The first phase of this project consisted of flashing my router from DD-WRT to the Toastman build of Tomato. I have used Tomato a lot in the past and I enjoyed the experience. I could have completed this project using DD-WRT, but I wanted to return to the firmware I had more fun with. The build that I ended up using was the latest version of RT-VLAN-Ext that worked for my router. After doing all the appropriate flashing I went about setting up the RT-N16 as a dumb AP. There are may guides on how to do this, so I won’t get into details here. My AP was in the following state when I started implementing the guest wireless:
The first step in configuring a single AP to serve up two isolated SSIDs is to create a LAN bridge that has two distinct networks. In my case the 192.168.12.X network is the LAN and 192.168.13.X is the guest network. This is set in the ‘Basic -> Network’ tab.
The next step is to go to the ‘Advanced -> VLAN’ tab. From here I added a new VLAN, assigned two ports to it, and associated it with the new bridge (br1). The specific VLAN tag isn’t as important here since I’m only using the VLAN functionality on my AP to isolate the wireless networks. In this case I have ports one and two as part of the LAN and ports three and four as part of the guest network. Wiring this up to the pfSense box I connected port one from the AP to the LAN NIC and port four from the AP to the guest NIC.

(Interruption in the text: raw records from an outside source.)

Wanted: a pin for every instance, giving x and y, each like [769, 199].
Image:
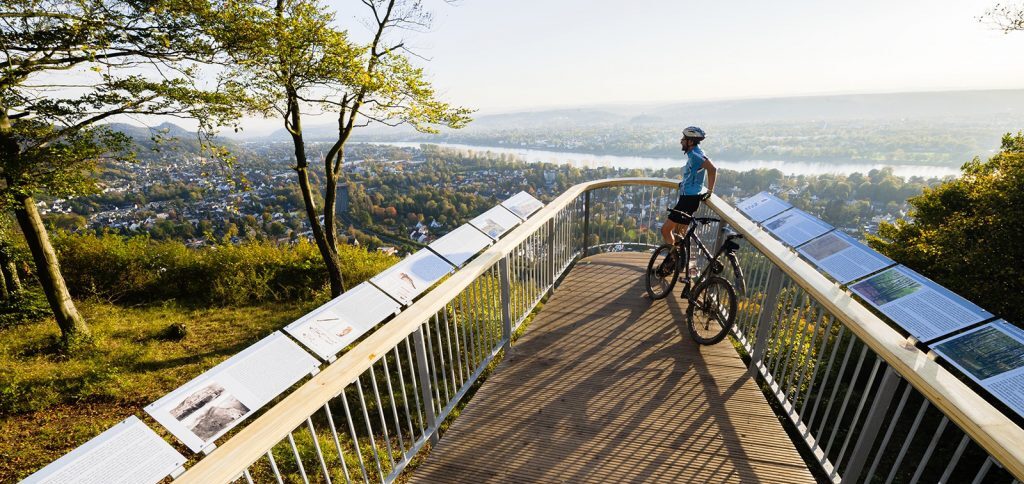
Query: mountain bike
[711, 299]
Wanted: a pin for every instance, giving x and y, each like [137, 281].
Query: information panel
[922, 307]
[796, 226]
[336, 324]
[460, 245]
[763, 207]
[523, 205]
[496, 222]
[127, 453]
[413, 275]
[993, 356]
[844, 258]
[216, 401]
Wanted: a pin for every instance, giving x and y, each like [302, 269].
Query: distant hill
[945, 106]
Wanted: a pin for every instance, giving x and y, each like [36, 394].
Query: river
[612, 161]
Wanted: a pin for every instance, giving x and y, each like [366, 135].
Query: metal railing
[868, 406]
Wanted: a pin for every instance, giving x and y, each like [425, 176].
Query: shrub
[138, 269]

The third step is to create a new virtual wireless interface under the ‘Advanced -> Virtual Wireless’ tab. This is pretty easy by clicking through the tabs and reading the notes on the page. The main thing to note here is I have one SSID associated with the LAN (br0) and the other associated with the guest network (br1).
Finally, the last item to do is push a route across so the guest network knows what gateway to talk to. In the routing table there was a default route already added when the LAN wireless network was created through the GUI. The Tomato firmware will set this up for users since it is trying to be plug-and-play. What I needed to do was add another default route for the guest network so it could properly route traffic.
With the AP configuration completed, all that was left was to create some firewall rules in pfSense that allowed communication from the guest network to the Internet, and restricted communication from the LAN to the guest network. Some simple testing found that computers on one network could not ping or access web pages from computers on the other.